その理由を報告書№123は、「使用者側に正当性があるという感覚が強いためではないか」として、以下のように続けています。
「内容的に雇用終了を正当化するまでの悪質さが労働者側にあるかどうかはかなり疑問であり、おそらく裁判になれば社会的相当性がないとして解雇無効となる可能性が高いケースが多いように思われる。」
あっせんを蹴った事案が、裁判手続きに移行したときの結末を予見させます。
事案の具体例
事案の具体例をみると、「指導に従わないので普通解雇」や「指示に従わないので退職勧奨」などとあります。

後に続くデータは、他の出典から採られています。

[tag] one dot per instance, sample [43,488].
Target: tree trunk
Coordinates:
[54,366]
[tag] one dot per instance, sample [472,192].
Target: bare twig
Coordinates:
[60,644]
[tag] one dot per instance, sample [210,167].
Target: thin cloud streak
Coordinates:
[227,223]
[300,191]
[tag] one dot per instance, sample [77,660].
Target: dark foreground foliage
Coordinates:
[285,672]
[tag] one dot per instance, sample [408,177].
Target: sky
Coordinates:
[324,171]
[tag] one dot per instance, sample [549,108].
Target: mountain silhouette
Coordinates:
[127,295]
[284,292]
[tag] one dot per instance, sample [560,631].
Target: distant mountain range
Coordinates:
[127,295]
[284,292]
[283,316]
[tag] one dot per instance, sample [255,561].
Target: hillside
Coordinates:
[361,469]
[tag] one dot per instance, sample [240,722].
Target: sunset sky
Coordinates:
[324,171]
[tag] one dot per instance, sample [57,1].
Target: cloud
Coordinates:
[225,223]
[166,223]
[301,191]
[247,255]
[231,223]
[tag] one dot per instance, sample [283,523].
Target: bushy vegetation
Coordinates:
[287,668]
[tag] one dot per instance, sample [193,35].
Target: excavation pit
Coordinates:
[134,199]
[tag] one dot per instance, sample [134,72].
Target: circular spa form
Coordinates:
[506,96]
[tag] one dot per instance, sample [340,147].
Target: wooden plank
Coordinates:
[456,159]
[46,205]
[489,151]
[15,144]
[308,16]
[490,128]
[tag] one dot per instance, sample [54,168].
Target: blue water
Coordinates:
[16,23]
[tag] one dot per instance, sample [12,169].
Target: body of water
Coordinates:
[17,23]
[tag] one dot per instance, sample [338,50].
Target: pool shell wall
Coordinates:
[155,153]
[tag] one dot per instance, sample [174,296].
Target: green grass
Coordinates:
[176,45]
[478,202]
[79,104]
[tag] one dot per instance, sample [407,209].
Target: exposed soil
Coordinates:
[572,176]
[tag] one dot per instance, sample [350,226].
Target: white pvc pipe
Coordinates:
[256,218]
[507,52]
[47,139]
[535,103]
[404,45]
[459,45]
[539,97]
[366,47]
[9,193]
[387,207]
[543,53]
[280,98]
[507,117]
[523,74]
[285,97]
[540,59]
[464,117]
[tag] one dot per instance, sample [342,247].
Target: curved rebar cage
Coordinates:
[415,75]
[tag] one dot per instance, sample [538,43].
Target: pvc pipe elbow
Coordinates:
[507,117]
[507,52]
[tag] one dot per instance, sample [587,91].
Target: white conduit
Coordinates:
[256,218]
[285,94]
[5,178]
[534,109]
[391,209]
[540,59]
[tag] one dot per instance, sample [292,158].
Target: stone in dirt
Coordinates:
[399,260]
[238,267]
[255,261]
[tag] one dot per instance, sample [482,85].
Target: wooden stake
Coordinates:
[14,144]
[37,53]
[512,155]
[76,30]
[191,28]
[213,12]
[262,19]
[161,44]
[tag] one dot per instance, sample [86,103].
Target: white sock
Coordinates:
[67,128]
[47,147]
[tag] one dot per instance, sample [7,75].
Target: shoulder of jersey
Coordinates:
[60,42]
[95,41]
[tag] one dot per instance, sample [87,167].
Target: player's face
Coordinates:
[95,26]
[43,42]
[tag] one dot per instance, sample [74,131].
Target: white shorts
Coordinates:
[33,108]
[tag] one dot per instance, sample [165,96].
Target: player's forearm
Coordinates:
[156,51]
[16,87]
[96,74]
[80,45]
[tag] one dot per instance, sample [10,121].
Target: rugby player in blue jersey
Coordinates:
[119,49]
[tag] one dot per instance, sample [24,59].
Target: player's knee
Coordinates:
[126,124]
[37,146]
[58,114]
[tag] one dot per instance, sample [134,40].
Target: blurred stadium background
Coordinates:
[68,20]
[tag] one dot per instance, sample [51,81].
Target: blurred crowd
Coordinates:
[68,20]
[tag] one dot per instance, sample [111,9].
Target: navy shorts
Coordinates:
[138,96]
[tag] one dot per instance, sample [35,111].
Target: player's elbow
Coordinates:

(解雇とは、そのようにすぐにできる処遇ではないのですが、どうしても従業員の態度から解雇を避けられないとお考えのときは、解雇通告の前に、少なくとも取って頂きたいプロセスがあります(「懲戒解雇」参照)。)
詳細は不明ですが、これらの事例から紛争防止のヒントを得るとすれば、労務管理上で次のような検証を行うことです。
- 採用時の人選はよく吟味されたか
- 指導・指示は適切な内容だったか
- 従業員が指示に従わないという態度に出るような別の原因は考えられないか(従業員が使用者や組織に対して悪いことをするのは、それ以前にその従業員が使用者や組織から不公正な処遇を受けたからだ、という考え方が実証研究から導出されています。(「荒廃する職場/反逆する従業員」田中堅一郎著より))
これらを検証することは、再発防止に留まらず、働きやすい職場の実現にもつながっています。
※1~解雇、雇止め、退職勧奨、自己都合退職などを含む
※2~「発言」、「意見」
上記類型の各テーマについては、今後のコンテンツで触れていきたいと思います。